У Бориса заледенело всё нутро. Он почувствовал, как тупо ноют нервы.
– Взял бы. Чего не взять? Сколько же это денег вышло бы? Трудно и прикинуть. Только я же всё брошу к ногам дуры-Светки. Безумие какое-то. А потом – дармовые деньги… От них одна беда. Это я уж знаю совершенно точно. В лучшем случае их потеряешь. Такие деньги – искушение. Простая проверка – много в тебе тёмной силы или нет. Посему я присоединяюсь к тебе, Хирург, и надеваю фрак, чтобы присутствовать на торжественных похоронах великого драгметалла. Такое в моей жизни вряд ли когда-нибудь ещё будет. Так что – по коням!
– Ещё один Иисус, – тихо процедил Борис. Сознание его опрокинулось под откос и летело, кувыркаясь, вниз без всякого разумного мышления.
Одевались шумно. Толкаясь и гогоча, испытывая ребячий, рисковый восторг.
Борис решил было поначалу не участвовать в идиотской, как он считал, демонстрации, но какая-то немощная надежда проскользнула в искорёженный обидой ум, и Борис заёрзал, не решаясь ни на то, ни на другое.
– Чего ты скользишь по скамейке, как селедка, – укорил его поведение Боцман. – Давай, надевай бушлат. Все уже, не видишь что ли, в готовом виде.
Шли гуськом по занесенной тропинке вслед за Богданом. Снег прекратился, и ночь стояла тихая, чистая, как мечта. Звёзды над головой пахли ёлкой. Боцман снова запел про Чёрное море.
Борис плёлся позади, судорожно изобретая способ, как уговорить Хирурга переменить решение в его пользу. Он не представлял, не мог даже вообразить, что через несколько минут станет очевидцем жуткого зрелища, когда целое состояние полетит в тартарары, в ледяную воду, которая через энное количество лет превратит самородок просто в песок. Большей глупости придумать было нельзя.
И Борис решился. Бог с ними со всеми. Бог с ней, с гордостью. Он переживёт унижение. Хирург не может отказать. Не должен. Просто нужна веская причина, потому что основной момент упущен. Но как Борис ни пытался придумать основание для запроса, с каждым шагом всё яснее ощущал себя каким-то тупым предметом, бесплодным, неспособным к рождению какой-либо простой и гениальной идеи. И, сплюнув от злости, Борис решил: будь, что будет. Скажу, передумал. Самородок мне нужен. И весь разговор. Чего тут мудрить?
Ночь непроглядно и плотно сидела в чаще, но на поляне было лёгкое сияние. Сапоги одноголосо и негромко похрустывали неровным хором.

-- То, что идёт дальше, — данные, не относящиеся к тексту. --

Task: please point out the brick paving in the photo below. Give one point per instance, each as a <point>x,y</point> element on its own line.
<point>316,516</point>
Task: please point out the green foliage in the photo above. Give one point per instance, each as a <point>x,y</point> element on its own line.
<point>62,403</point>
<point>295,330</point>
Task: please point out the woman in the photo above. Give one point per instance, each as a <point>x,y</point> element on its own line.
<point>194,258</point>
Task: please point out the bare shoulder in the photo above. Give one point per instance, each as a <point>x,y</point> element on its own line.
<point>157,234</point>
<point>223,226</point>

На берегу от реки стало ещё светлее. Словно путники явились сюда зимним ранним утром.
– Вот здесь мы и произведём захоронение зловредного металла, – торжественно объявил Хирург, остановившись на высоком пригорке над рекой, негромко поющей всё туже однообразную песню.
– «И за борт её бросает!» – проголосил Боцман хриплым, табачным басом, уже успокоившись и махнув рукой на свое кино, в котором он видел Хирурга в белом капитанском кителе, в окружении своей счастливой семьи. Боцман знал о некоторых причудах целителя – пусть делает, что хочет: друга не обсуждают. Хотя, честно говоря, Боцману было жаль такой развязки.

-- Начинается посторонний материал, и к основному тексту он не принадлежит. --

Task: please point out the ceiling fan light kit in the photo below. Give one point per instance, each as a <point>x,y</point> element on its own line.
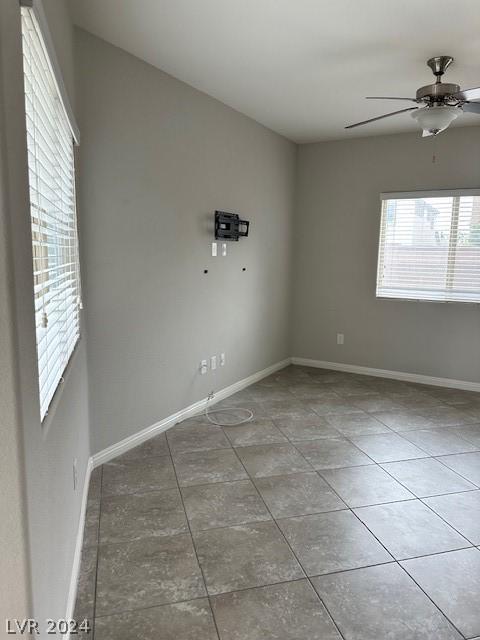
<point>441,102</point>
<point>433,120</point>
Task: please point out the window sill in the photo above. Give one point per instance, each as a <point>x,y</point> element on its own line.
<point>57,396</point>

– А ну, погодь кидать ту каменюку, – попридержал Хирурга Богдан. – Момент, сам понимаешь, серьёзный. Я фляжку захватил. Зараз усем по трошку накапаю, – говорил он, наливая из захваченной плоской бутылки в свою алюминиевую кружку. – Чтобы никто не имел огорчения и не превратился из-за этой золотой железяки в какой-нибудь огарок.
Кружка поплыла по кругу.
Боцман, похожий в эту минуту на судовой дизельный агрегат, лихо опрокинул, как в топку, глоток горючего и весело крякнул, навсегда закрепляя своё отрицание бесовского металла.
Хирург выпил неспешно, с почтительным удовольствием оттого, что все проявили к потоплению золота братское единодушие.
– Будь оно проклято, как война, – сопроводил ритуал Мишка и наподобие Боцмана разом уничтожил свою дозу.
– Прости нам грехи наши, – обратился Гегель туда, откуда недавно сыпал снег. – Сказано: пиры устраиваются для удовольствия, и вино веселит жизнь. – За сим он перекрестился и сделал несколько глотков, придерживая снизу ленинскую бородку, словно она в тот момент могла отвалиться прочь.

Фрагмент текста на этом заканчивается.